The perils of factor investing in Australian equities



With the Australian share market dominated by banking and resources heavyweights, Australian investors need to think beyond active and market-cap strategies in Australian equities, according to VanEck.
While factor investing, a popular method used by active managers and smart beta approaches, had been an effective way to achieve excess returns over the long term in global equities, the same strategies used in Australia had not achieved outperformance.
Arian Neiron, VanEck's chief executive and managing director - Asia Pacific, said: “While single factor strategies work in global markets, in Australia they don’t work so well as the universe of companies is too small, too concentrated and there is a lack of variability over time.

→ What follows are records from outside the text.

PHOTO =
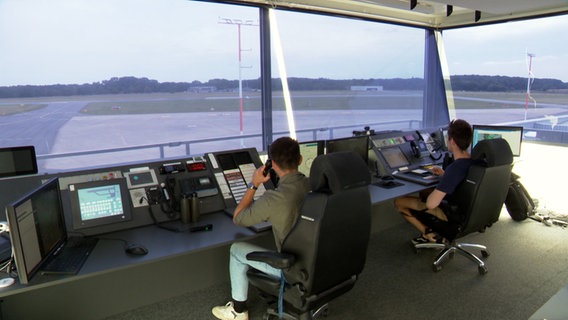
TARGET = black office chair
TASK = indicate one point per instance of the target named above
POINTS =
(478, 201)
(326, 249)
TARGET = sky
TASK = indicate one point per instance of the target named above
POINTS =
(85, 41)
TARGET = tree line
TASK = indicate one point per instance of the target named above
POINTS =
(127, 85)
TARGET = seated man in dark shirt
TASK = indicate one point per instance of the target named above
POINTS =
(460, 135)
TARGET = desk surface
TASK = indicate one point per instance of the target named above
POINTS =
(109, 254)
(380, 194)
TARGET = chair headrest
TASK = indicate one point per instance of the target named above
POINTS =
(494, 152)
(338, 171)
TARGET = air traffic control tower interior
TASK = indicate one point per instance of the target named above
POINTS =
(157, 229)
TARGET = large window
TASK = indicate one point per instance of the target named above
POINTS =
(514, 73)
(344, 74)
(146, 77)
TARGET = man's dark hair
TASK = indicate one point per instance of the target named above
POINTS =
(460, 131)
(285, 152)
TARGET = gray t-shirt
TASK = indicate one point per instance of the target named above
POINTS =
(280, 206)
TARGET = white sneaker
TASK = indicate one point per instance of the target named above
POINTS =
(227, 312)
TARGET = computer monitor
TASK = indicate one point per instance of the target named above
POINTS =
(513, 135)
(37, 228)
(394, 157)
(309, 151)
(98, 203)
(358, 144)
(15, 161)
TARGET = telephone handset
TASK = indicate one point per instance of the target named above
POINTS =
(269, 171)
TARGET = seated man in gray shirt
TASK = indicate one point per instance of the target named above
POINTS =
(280, 206)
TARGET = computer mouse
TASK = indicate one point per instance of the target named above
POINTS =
(136, 249)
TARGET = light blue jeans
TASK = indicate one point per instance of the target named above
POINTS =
(239, 265)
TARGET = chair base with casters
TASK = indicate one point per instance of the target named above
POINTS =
(449, 249)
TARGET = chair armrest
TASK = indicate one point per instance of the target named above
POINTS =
(275, 259)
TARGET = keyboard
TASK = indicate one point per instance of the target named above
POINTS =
(71, 257)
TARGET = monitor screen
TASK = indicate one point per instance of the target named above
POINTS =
(394, 157)
(358, 144)
(101, 202)
(15, 161)
(309, 151)
(513, 135)
(37, 228)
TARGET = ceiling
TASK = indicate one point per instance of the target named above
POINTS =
(436, 14)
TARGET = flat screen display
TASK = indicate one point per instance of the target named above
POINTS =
(97, 203)
(37, 228)
(15, 161)
(513, 135)
(394, 157)
(358, 144)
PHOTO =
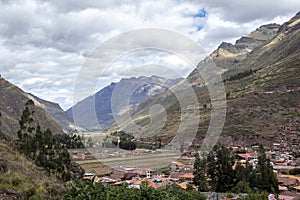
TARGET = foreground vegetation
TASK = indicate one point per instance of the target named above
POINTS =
(219, 172)
(90, 190)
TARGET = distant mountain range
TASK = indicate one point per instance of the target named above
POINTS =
(106, 104)
(261, 76)
(12, 104)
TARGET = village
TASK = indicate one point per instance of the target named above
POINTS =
(283, 155)
(180, 171)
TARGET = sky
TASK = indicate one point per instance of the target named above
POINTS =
(44, 44)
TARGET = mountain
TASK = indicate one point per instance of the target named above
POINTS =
(124, 95)
(58, 114)
(12, 104)
(261, 77)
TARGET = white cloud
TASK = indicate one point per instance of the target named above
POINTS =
(44, 43)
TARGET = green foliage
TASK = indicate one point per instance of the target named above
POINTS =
(218, 169)
(200, 168)
(125, 140)
(266, 180)
(294, 171)
(90, 190)
(45, 149)
(71, 141)
(260, 196)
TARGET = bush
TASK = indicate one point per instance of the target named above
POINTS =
(294, 171)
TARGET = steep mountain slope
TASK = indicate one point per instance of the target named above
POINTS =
(12, 104)
(22, 179)
(261, 75)
(58, 114)
(141, 88)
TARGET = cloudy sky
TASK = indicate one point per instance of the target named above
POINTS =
(43, 44)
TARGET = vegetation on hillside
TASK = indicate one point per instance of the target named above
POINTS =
(44, 148)
(90, 190)
(219, 172)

“A concentrated market means that the lion’s share of performance is attributed to mega caps, limiting stock diversification and performance attribution to companies smaller than these mega-caps. BHP alone represents 11% of the ASX 200, which skews the performance of the overall share market.”
Stock and sector concentration and the limited size of the Australian equities universe were the reasons for factors such as ‘quality’, ‘value’ and ‘growth’ factors had not achieved outperformance in Australia, according to the VanEck whitepaper.

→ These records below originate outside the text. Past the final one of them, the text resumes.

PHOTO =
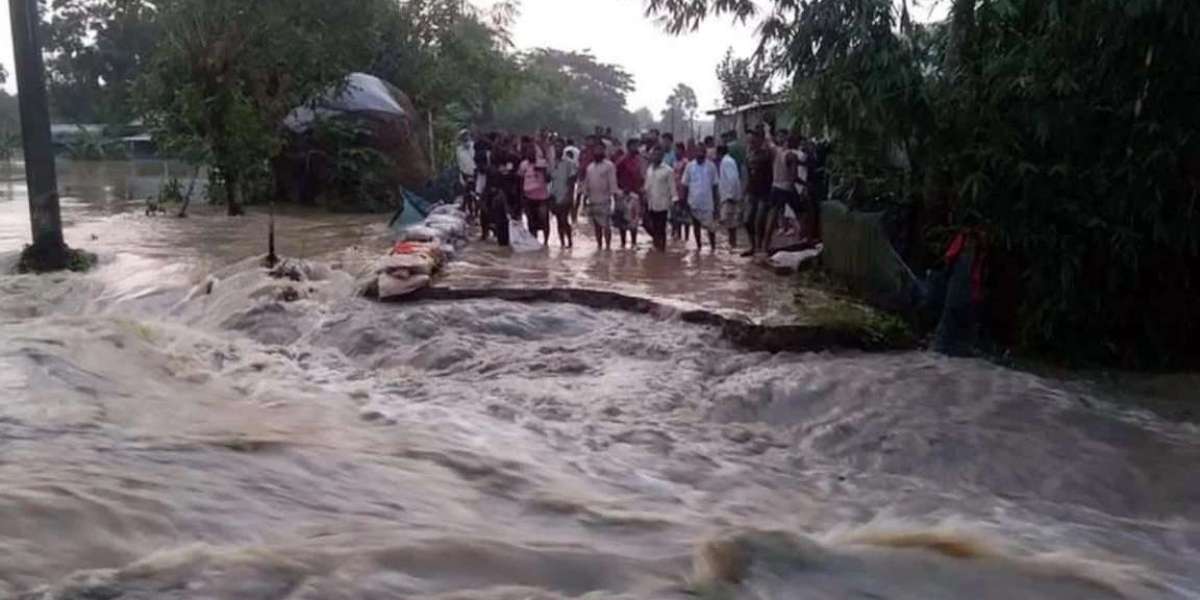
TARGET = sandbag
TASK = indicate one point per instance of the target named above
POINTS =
(407, 264)
(793, 261)
(419, 233)
(394, 287)
(448, 210)
(521, 240)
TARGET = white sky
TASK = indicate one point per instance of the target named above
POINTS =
(616, 31)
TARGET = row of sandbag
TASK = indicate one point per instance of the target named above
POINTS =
(420, 252)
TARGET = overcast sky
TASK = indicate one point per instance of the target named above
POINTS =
(616, 31)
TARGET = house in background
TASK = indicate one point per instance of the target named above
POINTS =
(748, 117)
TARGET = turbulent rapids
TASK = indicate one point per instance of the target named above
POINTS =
(179, 425)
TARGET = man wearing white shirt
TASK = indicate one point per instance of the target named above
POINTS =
(660, 193)
(466, 155)
(730, 187)
(700, 196)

“The ASX 200 is also concentrated in sectors; financials and resource companies account for more than 50% of ASX 200 exposure,” Neiron said.
“This small size and concentration restricts the operation of factors. Australia accounts for less than 2% of developed markets performance benchmark MSCI World. MSCI World covers approximately 1500 holdings compared to 200 holdings in the ASX 200.”
Neiron said an alternative to factor investing in Australia was equal weighting.
“Equally-weighted portfolios have historically outperformed their market capitalisation counterparts over the long term due to the size bias which single factor strategies fail to harness.
“Equal weighting, as the names suggests, is a proportional measure that gives the same importance to each stock in a portfolio, regardless of a company’s size.”